Tant mieux – nous dit Geraint Anderson. Pendant douze ans, l’analyste financier a participé au grand poker monétaire. Mais il y a trois ans, écoeuré par l’arrogance du milieu, il a déballé : dans sa chronique « Cityboy » qu’il publiait à titre anonyme, il dévoilait les frasques du beau monde de la City : abus de drogues et débauche sexuelle, deals internes et reports illégaux de capitaux vers les paradis fiscaux.
Sa dernière prime, avant qu'il ne claque la porte, s'élève à 500 000 livres. Une compensation courante pour des horaires de travail inhumains et la pression permanente de devoir toujours réaliser plus de profit. Beaucoup ont eu leur part de gâteau dans la City : les courtiers, les investisseurs et aussi les politiques, car la City dégage à elle seule 14% du PIB de l’Angleterre. Pendant douze ans, Geraint était lui aussi accroc aux grands flux financiers.
Et pourtant, il a décroché et pour de bon. Quelques mois après avoir tourné le dos au monde de la finance, Geraint publie le roman « Cityboy » : l’histoire de l’analyste Steve Jones, qui entretient la bonne humeur de ses investisseurs à coups de drogues et de soirées. Dans la foulée, l’ex-analyste fournit la musique et la vidéo en annexe de son roman.

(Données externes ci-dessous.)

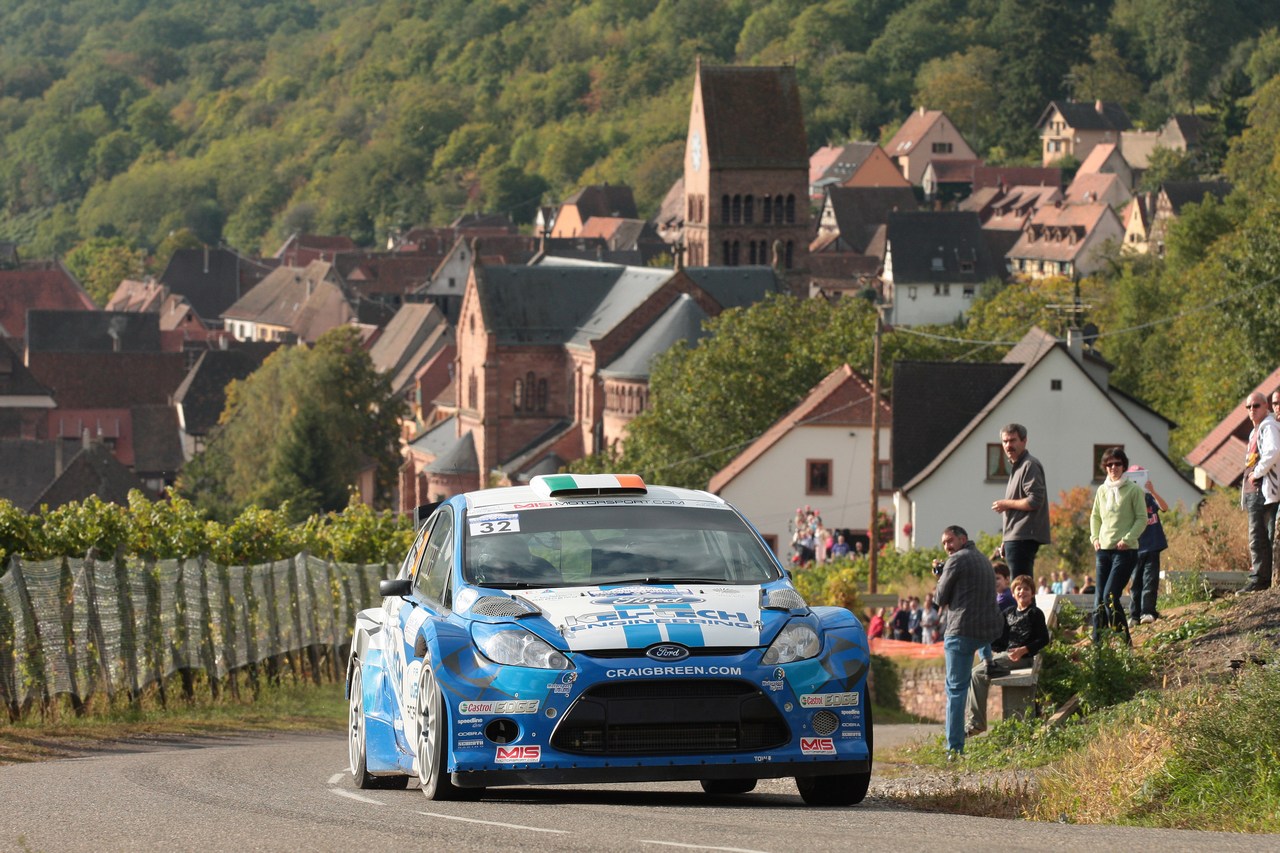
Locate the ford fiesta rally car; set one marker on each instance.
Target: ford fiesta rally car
(590, 629)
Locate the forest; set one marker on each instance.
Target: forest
(245, 121)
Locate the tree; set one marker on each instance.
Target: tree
(709, 401)
(103, 263)
(301, 429)
(967, 87)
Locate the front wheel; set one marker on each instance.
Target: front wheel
(844, 789)
(357, 747)
(433, 734)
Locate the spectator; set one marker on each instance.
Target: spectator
(1004, 598)
(1025, 503)
(1024, 635)
(1118, 519)
(803, 546)
(929, 621)
(876, 626)
(821, 543)
(1146, 571)
(967, 589)
(1260, 489)
(901, 621)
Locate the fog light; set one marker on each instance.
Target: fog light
(502, 730)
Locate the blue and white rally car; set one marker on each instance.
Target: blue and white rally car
(590, 629)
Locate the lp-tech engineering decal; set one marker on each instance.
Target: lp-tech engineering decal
(595, 617)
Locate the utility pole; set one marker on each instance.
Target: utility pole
(872, 529)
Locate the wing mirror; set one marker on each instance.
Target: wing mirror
(396, 588)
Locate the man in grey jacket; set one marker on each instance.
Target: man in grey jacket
(1025, 503)
(967, 589)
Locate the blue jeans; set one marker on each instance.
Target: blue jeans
(1114, 568)
(959, 658)
(1020, 556)
(1146, 584)
(1262, 523)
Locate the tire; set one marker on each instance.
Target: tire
(432, 738)
(357, 744)
(728, 785)
(844, 789)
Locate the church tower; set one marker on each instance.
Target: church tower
(746, 170)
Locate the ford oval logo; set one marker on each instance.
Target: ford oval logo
(667, 652)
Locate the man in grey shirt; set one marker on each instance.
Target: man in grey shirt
(967, 589)
(1025, 503)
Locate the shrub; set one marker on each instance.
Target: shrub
(1214, 539)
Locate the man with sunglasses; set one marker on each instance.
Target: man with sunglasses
(1260, 489)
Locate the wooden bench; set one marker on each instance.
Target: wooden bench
(1018, 688)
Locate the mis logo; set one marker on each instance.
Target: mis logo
(519, 755)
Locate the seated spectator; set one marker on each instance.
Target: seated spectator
(1025, 634)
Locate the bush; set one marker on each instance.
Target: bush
(1101, 674)
(1214, 539)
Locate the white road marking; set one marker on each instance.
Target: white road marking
(356, 797)
(699, 847)
(471, 820)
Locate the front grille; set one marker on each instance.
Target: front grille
(671, 717)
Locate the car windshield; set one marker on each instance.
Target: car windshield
(607, 544)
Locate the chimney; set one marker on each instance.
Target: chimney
(1075, 343)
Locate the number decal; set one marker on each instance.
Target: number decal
(494, 523)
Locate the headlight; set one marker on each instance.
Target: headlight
(517, 647)
(796, 642)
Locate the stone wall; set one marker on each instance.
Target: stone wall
(922, 690)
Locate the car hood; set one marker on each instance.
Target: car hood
(638, 616)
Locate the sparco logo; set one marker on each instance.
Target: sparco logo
(667, 652)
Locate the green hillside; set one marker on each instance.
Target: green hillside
(246, 119)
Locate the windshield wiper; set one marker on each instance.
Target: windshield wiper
(666, 580)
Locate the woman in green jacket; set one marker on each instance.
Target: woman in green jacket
(1118, 519)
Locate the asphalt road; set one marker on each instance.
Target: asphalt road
(293, 793)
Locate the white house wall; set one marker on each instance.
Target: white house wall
(773, 486)
(1063, 429)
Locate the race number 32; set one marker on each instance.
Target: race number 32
(494, 523)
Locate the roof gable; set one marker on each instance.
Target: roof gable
(37, 286)
(944, 246)
(842, 398)
(92, 332)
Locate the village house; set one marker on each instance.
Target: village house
(819, 454)
(926, 136)
(949, 469)
(933, 265)
(1065, 240)
(1073, 129)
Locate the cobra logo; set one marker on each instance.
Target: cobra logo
(667, 652)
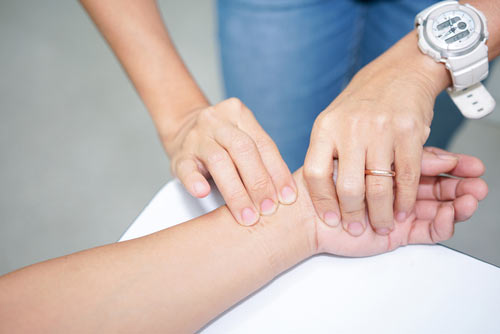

Le livre s’est retrouvé en troisième position des meilleures ventes et les médias s’en sont emparé. La presse britannique a beau critiquer son revirement, Geraint n’en est pas moins résolu. A 36 ans, il fait toujours ce qu’il veut et renoue lentement mais sûrement avec son idéalisme d’antan. Il veut se repentir pendant 12 ans. Avec un matelas de 2,5 millions de livres et une maison dans l’ouest de Londres, il a de quoi rester serein, et a décidé de devenir redresseur de torts : il collecte des dons pour une école au Kenya et s’est attelé à la rédaction d’un livre sur la crise financière - Cityboy: 50 Ways to Survive the Crunch - illustré par la graphiste Sophie Lodge.